Los chinos tratan de mantener por un lado buenas relaciones con la inmensa comunidad musulmana que tiene en su territorio mientras que intenta controlarla. A mediados de septiembre, el gobierno chino organizó una salida de más de 2300 chinos musulmanes en peregrinación a La Meca, en Arabia Saudita, en un intento de mantener a la comunidad conforme.
El esfuerzo para tratar de controlar los rumores por parte de los musulmanes en China bien podría servir de inspiración para el gobierno de Cristina de Kirchner, que por estos días trata de tapar el sol con las manos acerca de su salud.
Es sabido que en lo que respecta a la salud de sus cuadros, el kirchnerismo ha intentado siempre mantener la discreción. Así, la muerte de Néstor Carlos Kirchner fue casi una sorpresa nacional, aunque los médicos habían advertido al mandatario que mantuviera reposo, algo que desoyó.
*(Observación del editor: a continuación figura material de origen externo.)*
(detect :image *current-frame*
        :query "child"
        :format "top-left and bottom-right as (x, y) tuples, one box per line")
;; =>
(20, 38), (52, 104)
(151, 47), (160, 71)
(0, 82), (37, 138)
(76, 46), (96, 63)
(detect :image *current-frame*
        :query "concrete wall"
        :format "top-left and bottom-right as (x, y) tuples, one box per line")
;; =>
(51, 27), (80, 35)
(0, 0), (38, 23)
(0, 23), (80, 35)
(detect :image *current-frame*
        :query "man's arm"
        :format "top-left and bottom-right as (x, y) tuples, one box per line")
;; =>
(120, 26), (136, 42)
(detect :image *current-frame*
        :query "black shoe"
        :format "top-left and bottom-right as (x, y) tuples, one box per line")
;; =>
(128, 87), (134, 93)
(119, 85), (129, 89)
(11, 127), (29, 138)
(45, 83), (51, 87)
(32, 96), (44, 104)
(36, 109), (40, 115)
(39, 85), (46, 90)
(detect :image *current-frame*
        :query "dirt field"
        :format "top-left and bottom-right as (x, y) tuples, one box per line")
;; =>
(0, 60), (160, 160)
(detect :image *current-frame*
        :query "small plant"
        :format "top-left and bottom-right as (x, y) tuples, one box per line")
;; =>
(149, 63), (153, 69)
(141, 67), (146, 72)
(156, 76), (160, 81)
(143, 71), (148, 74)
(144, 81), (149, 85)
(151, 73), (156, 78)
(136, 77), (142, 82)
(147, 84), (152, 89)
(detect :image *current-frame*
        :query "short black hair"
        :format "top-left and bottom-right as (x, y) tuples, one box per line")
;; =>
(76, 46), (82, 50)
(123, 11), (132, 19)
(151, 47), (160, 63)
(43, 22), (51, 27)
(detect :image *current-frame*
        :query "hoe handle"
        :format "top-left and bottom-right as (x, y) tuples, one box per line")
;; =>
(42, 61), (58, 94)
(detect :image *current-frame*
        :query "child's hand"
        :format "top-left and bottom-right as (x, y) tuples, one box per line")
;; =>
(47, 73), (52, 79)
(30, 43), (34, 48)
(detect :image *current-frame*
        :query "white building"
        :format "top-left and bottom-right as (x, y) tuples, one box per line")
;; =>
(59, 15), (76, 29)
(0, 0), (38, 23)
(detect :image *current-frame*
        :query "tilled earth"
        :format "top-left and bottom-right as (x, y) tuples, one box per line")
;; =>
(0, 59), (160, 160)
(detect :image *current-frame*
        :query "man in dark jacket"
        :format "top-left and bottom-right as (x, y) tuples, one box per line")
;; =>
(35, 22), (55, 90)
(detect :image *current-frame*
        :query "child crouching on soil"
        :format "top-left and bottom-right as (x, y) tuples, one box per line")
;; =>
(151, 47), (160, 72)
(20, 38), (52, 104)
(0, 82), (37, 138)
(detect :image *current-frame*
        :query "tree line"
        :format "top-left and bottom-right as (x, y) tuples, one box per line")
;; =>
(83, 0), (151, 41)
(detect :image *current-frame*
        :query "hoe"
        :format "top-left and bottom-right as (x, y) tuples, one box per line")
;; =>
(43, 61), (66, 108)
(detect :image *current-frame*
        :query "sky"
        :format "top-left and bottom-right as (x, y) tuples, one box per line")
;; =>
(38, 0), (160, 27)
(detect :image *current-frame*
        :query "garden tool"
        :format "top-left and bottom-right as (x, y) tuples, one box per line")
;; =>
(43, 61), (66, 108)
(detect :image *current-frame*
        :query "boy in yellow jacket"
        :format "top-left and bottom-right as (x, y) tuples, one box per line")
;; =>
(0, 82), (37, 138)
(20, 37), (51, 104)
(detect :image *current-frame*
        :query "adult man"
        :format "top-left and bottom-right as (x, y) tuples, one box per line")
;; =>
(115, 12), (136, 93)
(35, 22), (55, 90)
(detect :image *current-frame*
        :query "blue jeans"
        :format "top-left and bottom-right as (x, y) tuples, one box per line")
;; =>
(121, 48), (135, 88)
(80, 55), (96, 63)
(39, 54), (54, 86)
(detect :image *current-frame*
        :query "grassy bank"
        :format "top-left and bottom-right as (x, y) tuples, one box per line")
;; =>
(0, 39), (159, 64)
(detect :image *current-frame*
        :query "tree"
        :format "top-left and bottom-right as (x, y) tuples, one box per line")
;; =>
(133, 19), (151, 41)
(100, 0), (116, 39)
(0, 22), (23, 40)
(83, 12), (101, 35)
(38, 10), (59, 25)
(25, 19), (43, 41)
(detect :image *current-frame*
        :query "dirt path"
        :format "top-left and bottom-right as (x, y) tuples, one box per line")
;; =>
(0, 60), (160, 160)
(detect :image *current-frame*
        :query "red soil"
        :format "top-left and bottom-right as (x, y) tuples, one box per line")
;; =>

Lo mismo pasó en el caso del "mal en la rodilla" que sufrió Máximo Kirchner, por lo que el Ejecutivo envió un avión urgente a Santa Cruz para asistir al hijo presidencial.
Y de igual manera pasó con el supuesto "cáncer" de Cristina de Kirchner, que sirvió para propagar rumores de todo tipo en diciembre del 2011.
Ahora con las nuevas eventualidades sobre la salud de la mandataria, otra vez comenzaron a propagarse rumores, más que nada por la falta de información precisa que el kirchnerismo ha enviado a la población y, en ese sentido, el gobierno chino podría resultar inspirador para el oficialismo, que podría impulsar una suerte de caza de brujas sobre los propagadores de rumores y desinformación que florecen cuando los datos oficiales no tienen demasiado sustento.